Featured image of post Build an AI Meeting Note-Taker on VPS: Whisper Transcription + LLM Summarization

Build an AI Meeting Note-Taker on VPS: Whisper Transcription + LLM Summarization

One hour of meetings = 30 minutes of note-taking. Stop it. Deploy a private AI meeting assistant on your VPS — Whisper auto-transcribes speech to text, local LLM generates summaries, action items, and key decisions. All data stays on your server. Supports Zoom/Teams/local recordings.

Why Build Your Own Meeting Assistant?

How many hours do you spend in meetings each week? And how much more time writing up notes? With cloud transcription services, you’re also sending sensitive business conversations to third-party servers.

Self-hosted vs. Cloud services:

FeatureCloud ServiceSelf-Hosted
Data PrivacyUploaded to 3rd party✅ Stays on your VPS
Cost$10-30/month subscription💰 One-time setup + VPS cost
Model ChoiceVendor locked✅ Switch Whisper models freely
IntegrationLimited API✅ Connect to n8n/Slack/Telegram
Custom Prompts❌ Fixed templates✅ Fully customizable summaries

Perfect For

  • Startups that don’t want meeting recordings on third-party servers
  • Freelancers who need automated client call notes
  • Researchers batch-transcribing lectures and interviews
  • Anyone privacy-conscious — your meetings belong to you

Architecture Overview

┌─────────────┐    ┌──────────────┐    ┌─────────────┐
│  Audio File  │───→│  Whisper     │───→│  Raw Text    │
│ (MP3/MP4/WAV)│    │  Speech→Text │    │  (SRT/TXT)  │
└─────────────┘    └──────────────┘    └─────────────┘
                                            │
                                            ▼
┌─────────────┐    ┌──────────────┐    ┌─────────────┐
│  Telegram/  │←───│  Local LLM   │←───│  Chunked    │
│  Web UI     │    │  (Ollama)    │    │  Text       │
└─────────────┘    └──────────────┘    └─────────────┘
                          │
                          ▼
              ┌─────────────────────┐
              │  Summary + Actions  │
              │  Decisions + Timeline│
              └─────────────────────┘

System Requirements

Minimum (small model + short audio)

ComponentRequirement
VPS2 vCPU, 4GB RAM, 20GB disk
ModelWhisper tiny or base
ComponentRequirement
VPS4 vCPU, 8GB RAM, 40GB disk
ModelWhisper small + Llama 3.1 8B
GPUNice-to-have, not required

💡 GPU Note: If your VPS has an NVIDIA GPU (e.g., RunPod, Vast.ai), Whisper transcription is 5-10x faster.
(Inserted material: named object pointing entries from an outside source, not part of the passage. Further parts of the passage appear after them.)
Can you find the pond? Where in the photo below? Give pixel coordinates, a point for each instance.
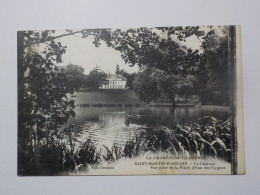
(108, 125)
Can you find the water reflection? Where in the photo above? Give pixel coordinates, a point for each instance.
(115, 124)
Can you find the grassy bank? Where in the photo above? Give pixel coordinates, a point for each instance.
(203, 138)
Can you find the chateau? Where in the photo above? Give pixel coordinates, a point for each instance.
(114, 81)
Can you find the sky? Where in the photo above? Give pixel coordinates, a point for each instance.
(81, 51)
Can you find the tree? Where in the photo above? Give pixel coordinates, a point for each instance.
(216, 78)
(75, 75)
(129, 76)
(178, 65)
(43, 105)
(95, 79)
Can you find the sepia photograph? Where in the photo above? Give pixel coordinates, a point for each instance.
(130, 101)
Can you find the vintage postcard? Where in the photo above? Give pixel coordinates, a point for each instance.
(132, 101)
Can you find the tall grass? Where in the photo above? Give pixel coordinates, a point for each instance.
(203, 138)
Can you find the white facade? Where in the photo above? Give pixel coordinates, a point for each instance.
(114, 82)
CPU-only is perfectly usable — a 1-hour meeting takes ~10-20 minutes with small model on CPU.

Step 1: Deploy Whisper Transcription Service

1.1 Install Docker

curl -fsSL https://get.docker.com -o get-docker.sh
sudo sh get-docker.sh
sudo usermod -aG docker $USER

1.2 Run Whisper ASR Server

We’ll use whisper-asr-webservice — a ready-to-use Docker image wrapping OpenAI Whisper as an HTTP API.

docker run -d \
  --name whisper-server \
  -p 9000:9000 \
  -e ASR_MODEL=base \
  -e ASR_ENGINE=openai_whisper \
  --restart unless-stopped \
  onerahmet/openai-whisper-asr-webservice:latest-gpu

If your VPS has a GPU, add --gpus all to the docker run command.

Verify it’s running:

curl http://localhost:9000/health
# Returns: {"status": "ok"}

Test transcription:

curl -X POST http://localhost:9000/asr \
  -F "audio_file=@meeting.mp3" \
  -F "response_format=text"

1.3 Model Size Guide

ModelParamsSpeedAccuracyDiskUse Case
tiny39M⚡⚡⚡⚡⚡Fair~150MBQuick testing
base74M⚡⚡⚡⚡Good~290MBDaily use
small244M⚡⚡⚡Very Good~950MBQuality transcription
medium769M⚡⚡Excellent~3GBNoisy environments
large-v31.55BBest~6GBMulti-language/professional

For English meetings, small or medium provides excellent results for most scenarios.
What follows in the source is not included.